Advogado aponta inconstitucionalidade em decreto do Rio que proíbe publicidade de apostas
Decreto Rio nº 58.274/2026, assinado pelo prefeito Eduardo Cavalcieri, veda anúncios de operadoras em espaços públicos e mídias exteriores; especialista da OAB-RJ vê vício constitucional e motivação eleitoral.
Imagem ilustrativa gerada por IA
O advogado Fabio Ferreira Couto, integrante da Comissão de Direito dos Jogos Lotéricos da Ordem dos Advogados do Brasil do Rio de Janeiro (OAB-RJ), questionou a legalidade do Decreto Rio nº 58.274/2026, assinado pelo prefeito Eduardo Cavalcieri (PSD). O texto proíbe a divulgação de empresas do setor de apostas em espaços públicos e mídias exteriores da cidade e determina que anunciantes, concessionárias e clubes retirem imediatamente qualquer campanha publicitária de operadoras, sob pena de multas e até cassação de alvarás.
Para Couto, o decreto padece de vícios de inconstitucionalidade por invadir competência privativa da União. Segundo ele, a Constituição Federal reserva ao governo federal a regulamentação de atividades como as apostas, o que impede municípios de legislar sobre o setor — ainda que por via de decreto executivo. Em publicação no LinkedIn, o advogado foi enfático: "É exemplo perfeito de como a ânsia por palanque eleitoral pode atropelar a Constituição Federal e asfixiar o ambiente de negócios no Brasil." Na sua avaliação, a medida tem motivação político-eleitoral, dado o calendário de eleições municipais previsto para outubro deste ano.

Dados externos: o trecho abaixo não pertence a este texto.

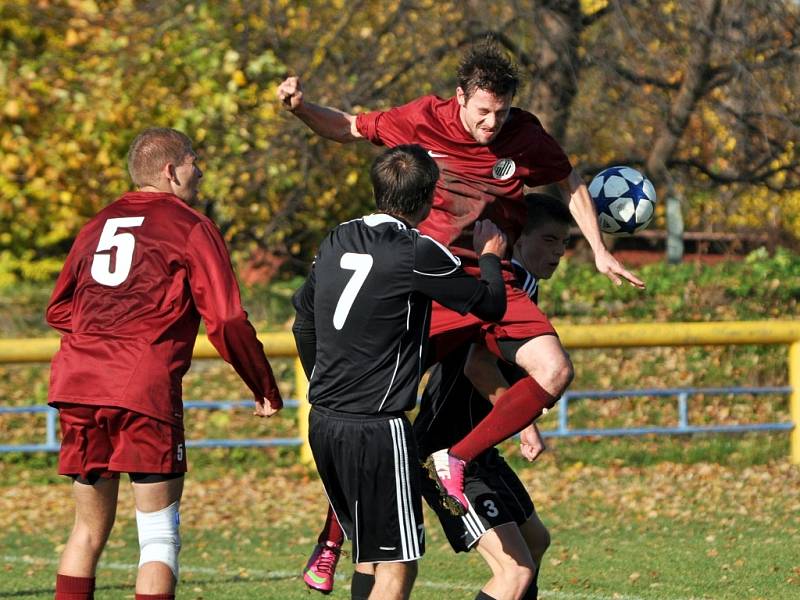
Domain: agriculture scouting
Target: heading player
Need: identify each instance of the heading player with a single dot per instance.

Outro ponto criticado por Couto é o que ele classifica como uma "perigosa generalização": ao equiparar operadoras regulamentadas a plataformas ilegais, o decreto promoveria uma "caça às bruxas" contra todo o mercado. O especialista lembrou que a Secretaria de Prêmios e Apostas do Ministério da Fazenda (SPA/MF) já estabeleceu normas específicas para a publicidade do setor, incluindo a obrigatoriedade de alertas sobre riscos financeiros e de dependência, além da vedação a práticas abusivas. Ignorar esse marco regulatório federal, segundo ele, penaliza justamente quem opera dentro da lei, enquanto as plataformas ilegais permanecem fora do alcance da fiscalização municipal.

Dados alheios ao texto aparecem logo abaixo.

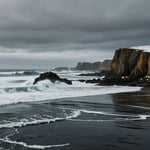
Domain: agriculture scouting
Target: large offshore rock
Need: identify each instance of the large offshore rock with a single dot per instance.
(134, 63)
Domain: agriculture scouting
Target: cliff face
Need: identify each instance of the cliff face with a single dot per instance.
(130, 62)
(87, 66)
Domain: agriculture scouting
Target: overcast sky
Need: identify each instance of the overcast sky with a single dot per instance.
(51, 33)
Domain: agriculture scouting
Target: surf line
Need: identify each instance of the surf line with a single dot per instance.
(7, 140)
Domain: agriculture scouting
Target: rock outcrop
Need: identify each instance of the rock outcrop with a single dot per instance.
(96, 66)
(53, 77)
(130, 62)
(88, 66)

O contexto em que o decreto surge é relevante: o mercado de apostas esportivas no Brasil passou por uma reestruturação regulatória a partir de 2025, quando entraram em vigor as regras definidas pela SPA/MF com base na chamada Lei das Bets. Desde então, operadoras interessadas em atuar legalmente no país precisam obter licença federal, cumprir exigências de publicidade responsável e seguir diretrizes de proteção ao apostador. Empresas licenciadas argumentam que medidas estaduais ou municipais que restrinjam suas operações de forma autônoma criam insegurança jurídica e desconsideram o esforço regulatório já em curso no plano federal.

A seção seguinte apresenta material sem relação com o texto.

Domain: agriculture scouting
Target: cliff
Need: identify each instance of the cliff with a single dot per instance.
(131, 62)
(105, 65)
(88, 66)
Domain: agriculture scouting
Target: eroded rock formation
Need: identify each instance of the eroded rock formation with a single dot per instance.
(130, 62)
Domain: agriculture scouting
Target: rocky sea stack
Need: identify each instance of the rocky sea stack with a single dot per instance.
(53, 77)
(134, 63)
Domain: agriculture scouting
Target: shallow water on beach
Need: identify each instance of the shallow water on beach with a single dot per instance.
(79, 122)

Diante do cenário, Couto defendeu maior articulação entre as empresas licenciadas, especialmente as de pequeno e médio porte, por meio de suas entidades representativas. "Esta asfixia imposta às operações regulares e aos patrocínios esportivos continuará gerando prejuízos incalculáveis, sendo imperativo judicializar a questão de forma conjunta contra esta aberração legislativa", afirmou o advogado. Para ele, o debate sobre a regulação das apostas deve se pautar pela legislação vigente e pelo fortalecimento de um mercado legal e responsável, sem que interesses políticos de curto prazo se sobreponham ao marco regulatório estabelecido pelo governo federal.